Yesterday there was a landmark decision by the Canadian Supreme Court, in Ministry of Public Safety and Security (Formerly Solicitor General) and Attorney General of Ontario vs Criminal Lawyers’ Association (and others). You can read the decision in full here. The Globe and Mail details the case:
The Supreme Court of Canada has ruled that an internal police report into a botched 1983 police investigation can potentially be suppressed without violating constitutional guarantees to free expression and informed public debate.
However, in a 7-0 ruling today, the Court also recognized the importance of information in a democracy and recognized a right to obtain suppressed information that is necessary to a full public debate of an important issue.
“To demonstrate that there is expressive content in accessing these documents, a claimant must establish that the denial of access effectively precludes meaningful public discussion on matters of public interest,” Chief Justice Beverley McLachlin and Madam Justice Rosalie Abella wrote for the Court.
It said in the right circumstances, citizens can wrest confidential information from government hands unless it is protected by privilege, Cabinet confidentiality or its disclosure would interfere with the proper functioning of a government institution.
And (my emphasis):
Lawyers who argued the case welcomed the ruling as a long-awaited recognition of the role that access to information plays in a democracy.
“Canada has become the first western country to recognize that access to information is not just a gift to Canadians,” said lawyer Brad Elberg, who represented the Criminal Lawyers Association. “It is guaranteed to us as part of our constitutional right of freedom of expression.
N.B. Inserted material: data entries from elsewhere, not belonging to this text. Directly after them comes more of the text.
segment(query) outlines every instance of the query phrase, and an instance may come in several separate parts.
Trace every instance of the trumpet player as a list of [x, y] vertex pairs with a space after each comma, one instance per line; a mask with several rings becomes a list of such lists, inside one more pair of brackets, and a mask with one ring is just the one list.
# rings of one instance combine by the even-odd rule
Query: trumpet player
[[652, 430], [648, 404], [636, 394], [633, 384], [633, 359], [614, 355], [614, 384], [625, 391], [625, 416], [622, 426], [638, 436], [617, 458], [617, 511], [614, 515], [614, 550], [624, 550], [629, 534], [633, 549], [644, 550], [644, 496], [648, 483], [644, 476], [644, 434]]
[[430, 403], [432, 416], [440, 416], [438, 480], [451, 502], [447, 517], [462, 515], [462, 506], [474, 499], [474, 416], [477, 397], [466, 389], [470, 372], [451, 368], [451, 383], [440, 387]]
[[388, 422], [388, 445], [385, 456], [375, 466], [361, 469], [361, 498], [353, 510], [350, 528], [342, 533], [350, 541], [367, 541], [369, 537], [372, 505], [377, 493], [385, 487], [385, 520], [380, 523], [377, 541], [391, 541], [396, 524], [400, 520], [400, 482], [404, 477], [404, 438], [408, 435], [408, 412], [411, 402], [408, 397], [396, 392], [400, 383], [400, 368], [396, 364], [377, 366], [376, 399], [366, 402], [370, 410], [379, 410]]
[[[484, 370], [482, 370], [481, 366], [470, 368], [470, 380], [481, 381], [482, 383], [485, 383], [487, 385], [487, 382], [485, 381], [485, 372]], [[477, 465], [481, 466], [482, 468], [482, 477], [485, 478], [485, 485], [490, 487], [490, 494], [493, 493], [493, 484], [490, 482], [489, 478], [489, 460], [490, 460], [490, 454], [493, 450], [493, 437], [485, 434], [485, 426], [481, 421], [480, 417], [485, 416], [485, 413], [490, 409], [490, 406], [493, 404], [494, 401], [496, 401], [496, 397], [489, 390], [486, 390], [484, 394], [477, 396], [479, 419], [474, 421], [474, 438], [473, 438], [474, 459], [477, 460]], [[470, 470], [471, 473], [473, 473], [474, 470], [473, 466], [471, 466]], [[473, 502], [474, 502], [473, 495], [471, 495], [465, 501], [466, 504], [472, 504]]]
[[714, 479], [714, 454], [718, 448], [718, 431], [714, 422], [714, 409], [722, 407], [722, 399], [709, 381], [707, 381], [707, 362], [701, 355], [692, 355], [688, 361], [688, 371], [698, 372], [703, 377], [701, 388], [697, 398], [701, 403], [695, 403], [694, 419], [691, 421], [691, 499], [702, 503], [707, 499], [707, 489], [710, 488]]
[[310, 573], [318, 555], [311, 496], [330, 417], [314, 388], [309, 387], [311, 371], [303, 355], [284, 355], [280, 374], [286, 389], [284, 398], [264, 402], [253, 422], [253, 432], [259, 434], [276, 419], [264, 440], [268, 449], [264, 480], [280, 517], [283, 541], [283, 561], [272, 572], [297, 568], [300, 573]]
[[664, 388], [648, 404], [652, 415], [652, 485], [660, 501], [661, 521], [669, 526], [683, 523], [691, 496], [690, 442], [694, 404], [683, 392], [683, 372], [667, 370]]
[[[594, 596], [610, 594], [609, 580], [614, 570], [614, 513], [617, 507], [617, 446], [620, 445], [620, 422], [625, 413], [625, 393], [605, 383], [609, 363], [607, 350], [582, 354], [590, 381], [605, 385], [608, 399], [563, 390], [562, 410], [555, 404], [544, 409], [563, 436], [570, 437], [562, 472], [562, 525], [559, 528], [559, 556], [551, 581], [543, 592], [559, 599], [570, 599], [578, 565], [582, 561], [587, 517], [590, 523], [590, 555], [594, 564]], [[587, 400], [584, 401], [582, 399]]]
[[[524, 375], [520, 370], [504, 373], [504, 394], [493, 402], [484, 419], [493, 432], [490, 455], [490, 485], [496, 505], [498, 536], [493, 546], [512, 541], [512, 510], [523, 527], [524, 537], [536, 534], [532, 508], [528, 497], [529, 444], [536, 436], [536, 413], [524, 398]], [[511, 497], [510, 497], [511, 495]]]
If a court finds that a citizen requires government information to meaningfully express her or himself, the constitution may require the government to give the citizen access to that information.”
The best line of the judgement:
In sum, there is a prima facie case that s. 2(b) [of the c may require disclosure of documents in government hands where it is shown that, without the desired access, meaningful public discussion and criticism on matters of public interest would be substantially impeded. As Louis D. Brandeis famously wrote in his 1913 article in Harper’s Weekly entitled “ What Publicity Can Do”: “Sunlight is said to be the best of disinfectants … .” Open government requires that the citizenry be granted access to government records when it is necessary to meaningful public debate on the conduct of government institutions.